Unum surveyed 1,210 working U.S. adults in mid-March, just as the coronavirus pandemic was taking hold domestically. Forty-six percent of respondents say they have or know someone with a mental health issue, and those numbers were higher among Millennials (59%) and Gen Z (64%). According to 2019 research among 400 HR professionals, 93% say their company offers an employee assistance program (EAP), a set of health care services, and resources often a part of a health or disability insurance plan. However, 46% of workers say their employer doesn’t offer an EAP or are unsure if they do, indicating low awareness of often easily accessible services.

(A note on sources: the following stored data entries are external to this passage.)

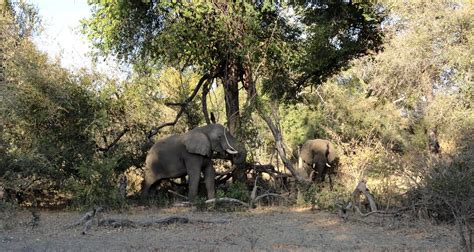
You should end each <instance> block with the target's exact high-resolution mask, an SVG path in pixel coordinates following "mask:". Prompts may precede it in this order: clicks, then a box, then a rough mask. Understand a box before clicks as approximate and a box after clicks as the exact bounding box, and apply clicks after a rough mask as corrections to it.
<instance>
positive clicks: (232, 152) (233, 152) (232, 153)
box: [225, 148, 239, 155]
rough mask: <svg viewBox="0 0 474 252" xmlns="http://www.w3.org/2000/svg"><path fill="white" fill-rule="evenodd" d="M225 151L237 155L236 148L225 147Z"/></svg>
mask: <svg viewBox="0 0 474 252" xmlns="http://www.w3.org/2000/svg"><path fill="white" fill-rule="evenodd" d="M225 151H226V152H227V153H229V154H231V155H237V154H238V153H239V152H238V151H236V150H231V149H230V148H227V149H226V150H225Z"/></svg>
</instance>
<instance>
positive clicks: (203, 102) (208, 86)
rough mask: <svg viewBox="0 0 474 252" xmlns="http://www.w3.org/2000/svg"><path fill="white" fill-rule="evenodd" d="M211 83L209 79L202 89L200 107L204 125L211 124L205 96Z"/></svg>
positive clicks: (206, 96)
mask: <svg viewBox="0 0 474 252" xmlns="http://www.w3.org/2000/svg"><path fill="white" fill-rule="evenodd" d="M211 83H212V81H211V80H210V79H209V80H207V82H206V83H205V84H204V86H203V87H202V96H201V105H202V113H203V114H204V120H206V124H211V119H210V118H209V112H208V111H207V94H209V90H210V87H211Z"/></svg>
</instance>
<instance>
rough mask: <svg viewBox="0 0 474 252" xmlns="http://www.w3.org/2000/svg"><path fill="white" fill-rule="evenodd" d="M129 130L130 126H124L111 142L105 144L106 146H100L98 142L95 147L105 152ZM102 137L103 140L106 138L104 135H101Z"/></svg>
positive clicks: (117, 142)
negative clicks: (120, 130) (103, 136)
mask: <svg viewBox="0 0 474 252" xmlns="http://www.w3.org/2000/svg"><path fill="white" fill-rule="evenodd" d="M129 131H130V128H129V127H128V126H127V127H125V128H124V129H123V130H122V131H121V132H120V133H119V134H118V135H117V137H116V138H115V139H114V141H112V143H110V144H109V145H107V146H106V147H100V146H99V145H98V144H96V148H97V150H98V151H102V152H107V151H109V150H110V149H112V147H114V146H115V145H116V144H117V143H118V141H120V139H121V138H122V137H123V136H124V135H125V134H126V133H127V132H129ZM103 138H104V141H105V140H106V139H107V138H106V137H105V136H104V137H103Z"/></svg>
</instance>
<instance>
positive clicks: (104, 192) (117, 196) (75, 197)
mask: <svg viewBox="0 0 474 252" xmlns="http://www.w3.org/2000/svg"><path fill="white" fill-rule="evenodd" d="M116 165H117V160H116V159H114V158H111V159H102V160H96V161H93V162H87V163H83V164H82V165H80V166H79V168H78V174H79V176H78V177H77V178H70V179H69V180H68V183H67V185H66V187H67V189H68V191H69V192H70V193H71V195H73V199H72V203H73V205H74V206H75V207H79V208H90V207H93V206H102V207H111V208H120V207H123V206H124V205H125V199H124V198H123V197H122V196H121V195H120V193H119V190H118V176H117V174H116V173H115V171H114V168H115V167H116Z"/></svg>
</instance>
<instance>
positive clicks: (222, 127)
mask: <svg viewBox="0 0 474 252" xmlns="http://www.w3.org/2000/svg"><path fill="white" fill-rule="evenodd" d="M183 140H184V141H183V142H184V145H185V146H186V149H187V151H188V152H190V153H194V154H199V155H203V156H207V157H212V156H213V155H214V154H217V156H220V157H222V156H227V155H231V156H232V157H234V158H233V159H235V160H236V161H244V160H242V156H245V153H246V152H245V149H244V148H242V147H241V145H240V143H238V141H237V139H235V137H234V136H232V135H231V134H230V132H229V131H228V130H227V129H226V128H225V127H224V126H222V125H220V124H209V125H206V126H203V127H198V128H195V129H193V130H191V131H189V132H187V133H186V134H184V136H183Z"/></svg>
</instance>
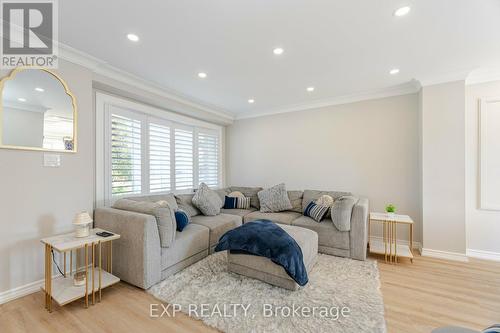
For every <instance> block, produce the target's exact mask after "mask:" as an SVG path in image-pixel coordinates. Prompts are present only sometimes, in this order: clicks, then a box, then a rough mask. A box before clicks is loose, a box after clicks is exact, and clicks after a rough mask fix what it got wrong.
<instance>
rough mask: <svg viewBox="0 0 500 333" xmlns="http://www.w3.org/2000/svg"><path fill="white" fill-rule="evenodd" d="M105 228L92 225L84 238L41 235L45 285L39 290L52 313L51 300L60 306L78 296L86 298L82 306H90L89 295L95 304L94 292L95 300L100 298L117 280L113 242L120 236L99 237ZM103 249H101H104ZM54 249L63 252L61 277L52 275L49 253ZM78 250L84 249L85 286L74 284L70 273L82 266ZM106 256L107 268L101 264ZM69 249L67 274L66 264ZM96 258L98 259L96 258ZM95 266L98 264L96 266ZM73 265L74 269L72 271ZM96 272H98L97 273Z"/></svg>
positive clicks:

“Awareness, education, and early intervention are important components of the adoption of mental health benefits and resources,” says Laurie Mitchell, assistant vice president, global wellbeing and health at Unum. “Most EAPs offer a set of counseling sessions free of charge, access to app-based mental health tools, and other self-directed resources.”
Forty-seven percent of workers with access to an EAP have used it in the previous five years, with 27% using telephonic or virtual mental health counseling services. Millennials (60%) and Gen Z (72%) report higher use of EAP services than their Gen X and Boomer colleagues. Thirty-five percent of workers cite convenience as their top reason for using telephonic or virtual mental health counseling.
Workers believe mental health resources should be supported in the workplace. Forty-three percent say employers should make it clear that mental health is a priority, 40% think employers should provide EAPs, 39% want the flexibility to take a “mental health day,” and 34% feel employers should normalize the conversation around mental health to remove often-associated stigma.
These findings and more, including guidance for human resources professionals, expert commentary, and best practices for businesses are available in Unum’s 2020 Mental Health Update and in its 2019 Strong Minds at Work report.